Opinion
571121/02.
Decided August 29, 2003.
Respondent appeals from, inter alia, a judgment of the Civil Court, New York County, entered February 5, 2002 after a hearing (Laurie L. Lau, J.) awarding landlord use and occupancy in the principal sum of $129,398.70, plus interest of $30,085.20.
Judgment entered February 5, 2002 (Laurie L. Lau, J.) modified by limiting the use and occupancy award to the period May 1999 through July 2001, and by remanding the matter to the Civil Court for recalculation of interest on the award in accordance with this decision and for entry of an amended judgment; as modified, judgment affirmed, without costs.
Appeal from order dated January 29, 2002 (Laurie L. Lau, J.) dismissed, without costs, as superseded by the appeal from the judgment entered February 5, 2002. Appeal from order dated March 19, 2002 (Laurie L. Lau, J.) dismissed, without costs, as academic.
PRESENT: HON. LUCINDO SUAREZ, P.J., HON. WILLIAM P. McCOOE, HON. PHYLLIS GANGEL-JACOB, Justices.
On the prior appeals, it was determined that appellant was not entitled to succeed to occupancy of the Article 7-C loft unit upon the death of her sister, the record tenant (see, 595 Broadway Associates v.
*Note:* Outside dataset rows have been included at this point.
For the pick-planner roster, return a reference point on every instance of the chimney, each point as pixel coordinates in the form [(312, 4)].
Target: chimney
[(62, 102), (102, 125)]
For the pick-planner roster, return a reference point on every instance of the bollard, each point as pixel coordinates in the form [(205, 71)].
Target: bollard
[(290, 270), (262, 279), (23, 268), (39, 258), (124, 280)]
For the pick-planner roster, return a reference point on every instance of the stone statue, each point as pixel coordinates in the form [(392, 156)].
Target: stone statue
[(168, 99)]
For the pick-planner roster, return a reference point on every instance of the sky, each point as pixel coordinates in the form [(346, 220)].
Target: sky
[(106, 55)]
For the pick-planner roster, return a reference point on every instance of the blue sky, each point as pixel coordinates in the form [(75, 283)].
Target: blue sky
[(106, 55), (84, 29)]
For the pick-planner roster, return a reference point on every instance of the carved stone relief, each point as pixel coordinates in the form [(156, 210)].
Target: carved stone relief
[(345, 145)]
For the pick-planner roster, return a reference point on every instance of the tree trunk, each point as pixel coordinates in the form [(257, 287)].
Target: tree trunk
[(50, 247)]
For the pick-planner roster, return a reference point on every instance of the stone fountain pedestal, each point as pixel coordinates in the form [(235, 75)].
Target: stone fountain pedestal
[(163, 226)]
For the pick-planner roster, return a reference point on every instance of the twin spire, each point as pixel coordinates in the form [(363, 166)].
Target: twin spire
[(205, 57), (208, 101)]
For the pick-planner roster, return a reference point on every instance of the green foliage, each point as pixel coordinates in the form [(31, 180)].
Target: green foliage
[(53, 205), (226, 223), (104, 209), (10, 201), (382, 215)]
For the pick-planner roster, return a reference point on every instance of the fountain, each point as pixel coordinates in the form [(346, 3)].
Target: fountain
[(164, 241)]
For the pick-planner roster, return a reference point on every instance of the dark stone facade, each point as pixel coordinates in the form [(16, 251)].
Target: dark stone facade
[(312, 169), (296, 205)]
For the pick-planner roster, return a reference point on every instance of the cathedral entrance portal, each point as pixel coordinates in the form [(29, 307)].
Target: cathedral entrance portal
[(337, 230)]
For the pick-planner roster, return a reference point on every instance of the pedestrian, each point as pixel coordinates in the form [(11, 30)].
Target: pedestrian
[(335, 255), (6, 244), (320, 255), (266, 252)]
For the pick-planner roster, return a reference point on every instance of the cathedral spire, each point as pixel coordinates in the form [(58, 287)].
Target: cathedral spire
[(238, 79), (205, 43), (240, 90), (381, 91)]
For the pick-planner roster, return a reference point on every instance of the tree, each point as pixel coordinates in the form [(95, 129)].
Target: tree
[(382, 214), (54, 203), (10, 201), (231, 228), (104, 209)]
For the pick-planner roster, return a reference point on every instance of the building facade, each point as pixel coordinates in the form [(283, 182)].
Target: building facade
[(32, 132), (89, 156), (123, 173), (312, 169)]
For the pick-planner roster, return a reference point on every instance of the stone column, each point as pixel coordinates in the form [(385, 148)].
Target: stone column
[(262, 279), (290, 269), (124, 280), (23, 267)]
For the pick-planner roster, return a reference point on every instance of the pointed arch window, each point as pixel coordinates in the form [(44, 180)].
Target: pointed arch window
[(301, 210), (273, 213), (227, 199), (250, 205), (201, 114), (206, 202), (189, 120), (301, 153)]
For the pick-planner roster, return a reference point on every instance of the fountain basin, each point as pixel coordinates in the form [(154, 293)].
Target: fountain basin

Bikman, 287 AD2d 285). Since appellant was not a lawful tenant of a regulated apartment, landlord's recovery for use and occupancy was not limited to the prior regulated amount (see, Weiden v. 926 Park Avenue Corp., 154 AD2d 308). Moreover, in light of the Loft Board's finding of abandonment, of which we take judicial notice, the unit was no longer subject to continued regulation under Article 7-C (see 10 RCNY § 2-10[c][2]; § 2-10[f][5]).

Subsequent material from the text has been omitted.